A University of Tennessee pharmaceutical chemist, who has developed a testosterone replacement drug, has won the 2005 Wheeley Award for his work in commercializing the results of his research.

Dr. Duane Miller is being recognized for his development of Andarine, a drug that can be used to treat the effects of andropause, the lowering of male testosterone levels because of age. Andropause frequently results in osteoporosis and the loss of muscle mass in aging males.

Miller is the chair of the Department of Pharmaceutical Sciences at the UT Health Science Center in Memphis.

Andarine, which is classed as a nonsteroidal selective androgen receptor modulator, is being brought to market by GTx, a Memphis-based company, in connection with Johnson & Johnson. The drug is in Phase II clinical trials.

Miller has shown that the drug does not have the cancer-causing potential and other serious side effects that traditional treatments with testosterone and steroids have.

“Dr. Miller has been the most prolific researcher and inventor I have ever met,” said Robert Palmer, director of technology transfer for the UT Research Foundation’s Memphis office. “He demonstrates great zeal for transferring discoveries from his laboratory to the public through health-care professionals.”

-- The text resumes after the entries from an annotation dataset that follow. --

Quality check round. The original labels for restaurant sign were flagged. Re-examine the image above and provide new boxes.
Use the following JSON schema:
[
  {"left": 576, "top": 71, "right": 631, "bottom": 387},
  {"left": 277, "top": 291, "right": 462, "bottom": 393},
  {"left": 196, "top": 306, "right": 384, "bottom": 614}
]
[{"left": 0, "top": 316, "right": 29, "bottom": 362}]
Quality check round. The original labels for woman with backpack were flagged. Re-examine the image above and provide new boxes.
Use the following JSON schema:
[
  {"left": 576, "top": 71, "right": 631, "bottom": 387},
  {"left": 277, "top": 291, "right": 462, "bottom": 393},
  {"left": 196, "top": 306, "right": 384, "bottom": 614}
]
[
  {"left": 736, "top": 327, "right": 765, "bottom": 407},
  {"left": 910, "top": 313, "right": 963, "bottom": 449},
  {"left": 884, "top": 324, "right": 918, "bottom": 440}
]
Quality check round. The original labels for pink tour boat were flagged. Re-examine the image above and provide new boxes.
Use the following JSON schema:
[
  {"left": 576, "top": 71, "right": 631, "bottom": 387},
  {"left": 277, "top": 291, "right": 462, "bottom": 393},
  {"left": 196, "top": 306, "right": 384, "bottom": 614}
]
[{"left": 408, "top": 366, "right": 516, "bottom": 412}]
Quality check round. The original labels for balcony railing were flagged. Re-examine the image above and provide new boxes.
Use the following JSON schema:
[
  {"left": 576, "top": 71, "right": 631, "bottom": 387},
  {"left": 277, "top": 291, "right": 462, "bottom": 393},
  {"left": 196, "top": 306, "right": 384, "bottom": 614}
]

Miller is also the Van Vleet Professor in pharmacy at the Health Science Center and is associate dean of research and graduate programs in the College of Pharmacy. He holds the doctorate from the University of Washington and has been at UT since 1992.

He is also responsible for two other significant drugs now in the development process: Rx100, an oral drug that protects the gastrointestinal tract from the damaging effects of chemotherapy or radiation exposure, and EDL155, a drug that shows promise for the treatment of glioblastoma, a usually fatal brain tumor.

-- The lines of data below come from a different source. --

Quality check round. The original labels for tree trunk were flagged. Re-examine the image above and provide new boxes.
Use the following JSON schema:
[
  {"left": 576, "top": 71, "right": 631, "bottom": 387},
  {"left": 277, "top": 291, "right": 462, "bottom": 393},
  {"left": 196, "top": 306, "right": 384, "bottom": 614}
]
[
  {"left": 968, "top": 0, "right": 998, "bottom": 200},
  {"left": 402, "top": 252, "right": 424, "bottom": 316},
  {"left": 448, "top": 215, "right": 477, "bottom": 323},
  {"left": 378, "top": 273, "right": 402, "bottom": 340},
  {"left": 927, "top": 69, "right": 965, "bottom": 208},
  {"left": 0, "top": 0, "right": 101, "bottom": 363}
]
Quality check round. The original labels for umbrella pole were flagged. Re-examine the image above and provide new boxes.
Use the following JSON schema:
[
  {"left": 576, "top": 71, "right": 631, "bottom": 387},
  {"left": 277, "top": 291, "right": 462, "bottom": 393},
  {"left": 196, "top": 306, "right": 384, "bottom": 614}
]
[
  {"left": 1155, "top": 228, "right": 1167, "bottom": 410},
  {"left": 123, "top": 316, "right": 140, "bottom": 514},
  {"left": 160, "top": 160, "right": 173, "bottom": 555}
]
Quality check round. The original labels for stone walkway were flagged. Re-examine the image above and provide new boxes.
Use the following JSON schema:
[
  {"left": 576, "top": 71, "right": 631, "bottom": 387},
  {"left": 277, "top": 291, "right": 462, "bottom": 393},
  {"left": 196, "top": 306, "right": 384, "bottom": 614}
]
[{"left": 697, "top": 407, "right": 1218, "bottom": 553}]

Miller is the cofounder of RxBio Inc. and ED Laboratories Inc., two startup biotechnology firms that are developing the two drugs.

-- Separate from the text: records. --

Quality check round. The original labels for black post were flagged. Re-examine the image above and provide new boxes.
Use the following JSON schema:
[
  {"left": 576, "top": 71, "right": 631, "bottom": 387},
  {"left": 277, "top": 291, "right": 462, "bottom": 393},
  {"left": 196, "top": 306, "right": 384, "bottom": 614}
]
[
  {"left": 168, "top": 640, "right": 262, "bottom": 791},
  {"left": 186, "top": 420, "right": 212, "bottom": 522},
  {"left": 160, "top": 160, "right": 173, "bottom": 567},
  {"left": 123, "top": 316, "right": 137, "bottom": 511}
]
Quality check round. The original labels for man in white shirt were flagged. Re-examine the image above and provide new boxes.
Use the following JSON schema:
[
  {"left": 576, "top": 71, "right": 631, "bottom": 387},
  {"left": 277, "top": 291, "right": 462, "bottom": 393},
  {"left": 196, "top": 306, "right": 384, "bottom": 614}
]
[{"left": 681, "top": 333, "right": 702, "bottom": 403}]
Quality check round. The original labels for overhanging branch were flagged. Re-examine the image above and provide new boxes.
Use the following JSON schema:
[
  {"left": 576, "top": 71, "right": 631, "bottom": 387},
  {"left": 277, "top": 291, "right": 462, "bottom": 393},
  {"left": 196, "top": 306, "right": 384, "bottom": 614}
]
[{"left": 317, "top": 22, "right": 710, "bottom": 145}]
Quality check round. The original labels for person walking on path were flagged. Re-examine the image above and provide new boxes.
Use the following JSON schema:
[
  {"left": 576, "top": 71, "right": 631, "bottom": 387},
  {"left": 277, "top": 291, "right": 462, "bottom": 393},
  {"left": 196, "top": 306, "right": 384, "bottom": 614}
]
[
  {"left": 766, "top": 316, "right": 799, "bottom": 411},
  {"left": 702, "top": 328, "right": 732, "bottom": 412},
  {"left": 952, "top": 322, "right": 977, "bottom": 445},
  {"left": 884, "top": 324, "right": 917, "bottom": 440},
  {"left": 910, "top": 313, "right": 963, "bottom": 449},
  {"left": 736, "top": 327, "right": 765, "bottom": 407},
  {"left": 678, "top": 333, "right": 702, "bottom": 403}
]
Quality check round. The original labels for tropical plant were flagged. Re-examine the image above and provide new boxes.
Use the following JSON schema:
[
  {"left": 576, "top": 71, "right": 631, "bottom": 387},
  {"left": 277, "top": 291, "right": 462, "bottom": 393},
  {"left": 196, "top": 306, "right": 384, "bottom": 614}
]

The $7,500 prize was established by B. Otto and Katherine Wheeley to recognize and encourage technology transfer. Wheeley, a UT graduate, was deputy chairman of the Koppers Co. and president of Kopvenco, its venture capital subsidiary. He founded Venture First Associations Inc. and has worked with the university to promote commercial development of university research. Since its establishment in 1989, eight faculty have received the award, which is the most prestigious research award given by UT.

Previous winners include Michael Zemel for his work on calcium and obesity; J. Reece Roth, for inventing the one-atmosphere, uniform glow discharge plasma; and Kim Kelly-Wintenberg, who cofounded a Atmospheric Glow Technologies to develop applications for the plasma developed by Roth.

Miller will receive the award at a noon luncheon on Oct. 5 at the University Club Ballroom. David Millhorn, the recently appointed vice president of research for the University of Tennessee system, will speak at the luncheon. Millhorn comes to UT from the University of Cincinnati College of Medicine, where he was director of the Genome Research Institute and chair of the department of genome science.

The University of Tennessee is a Research-Extensive Institution as classified by the Carnegie Foundation. In 2004, the university won some $273 million in research awards and other sponsored programs. The UT Research Foundation had 59 invention disclosures, 14 patents issued, and 19 licenses of intellectual property executed in the same period.